Chief Justice John G. Roberts Jr. included the news in his year-end report on the federal judiciary, which is released on New Year’s Eve each year and typically includes some anecdotes and flourishes related to Supreme Court history.

Roberts’ discussion of U.S. District Judge Ronald N. Davies and the Little Rock crisis, which eventually involved the intervention of President Dwight D. Eisenhower, the 101st Airborne Division of the U.S. Army, and the Supreme Court itself, had a not-so-subtle connection to events at the high court this year.

“Judge Davies was physically threatened for following the law,” Roberts said about the judge from North Dakota who was on special assignment in the Little Rock federal courthouse when he was assigned that city’s desegregation case. “His wife feared for his safety. The judge was uncowed, and happily so were others who stuck up for the rule of law—not just with regards to the judge, but to even greater threats against the schoolchildren, their families, and leaders like the NAACP’s Daisy Bates.”

Roberts pivoted from that thought to thanking members of Congress “who are attending to judicial security needs” with the recent passage of a federal law that boosts safety for federal judges and their families. He did not mention the court’s decision this year in Dobbs v. Jackson Women’s Health Organization, which overruled Roe v. Wade and removed federal constitutional protection for abortion rights.

A leaked draft of the majority Dobbs opinion in May prompted protests outside the homes of several justices and the arrest of a man charged with planning an attack on Justice Brett M. Kavanaugh. Several justices have commented publicly about their concerns for personal security in the wake of the episode.

“A judicial system cannot and should not live in fear,” Roberts said in his year-end report. “The events of Little Rock teach about the importance of rule by law instead of by mob.”

Roberts gave a basic history lesson about the Little Rock case, which included the participation of Thurgood Marshall of the NAACP Legal Defense Fund and the role of the federal paratroopers in protecting the ability of nine Black students to attend Central High during the 1957-58 school year.

Davies later reflected on his ruling against Gov. Orval Faubus of Arkansas and his embrace of “interposition” between the state’s interest in preserved segregated schools and federal obligations.

“The law was very clear that the schools had to be integrated,” Davies said, in an observation quoted by Roberts.

The chief justice observed that the auxiliary Little Rock courtroom where Davies had presided had been decommissioned some years ago, but that the judge’s bench and other courtroom artifacts had been preserved.
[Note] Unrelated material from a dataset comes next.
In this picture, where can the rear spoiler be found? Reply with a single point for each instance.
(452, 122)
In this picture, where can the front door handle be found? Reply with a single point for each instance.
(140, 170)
They will eventually be installed in an “era-faithful” courtroom at the federal courthouse in Little Rock.

But first, the bench and other artifacts have been loaned to the Supreme Court for an exhibit about the Little Rock and other school desegregations cases that will open in the court building this fall, Roberts said.

“The exhibit will introduce visitors to how the system of federal courts works, to the history of racial segregation and desegregation in our country, and to Thurgood Marshall’s towering contributions as an advocate before he became a justice,” Roberts said. “Come and visit the court and—starting this fall—have a close-up look at the historic bench Judge Davies used.”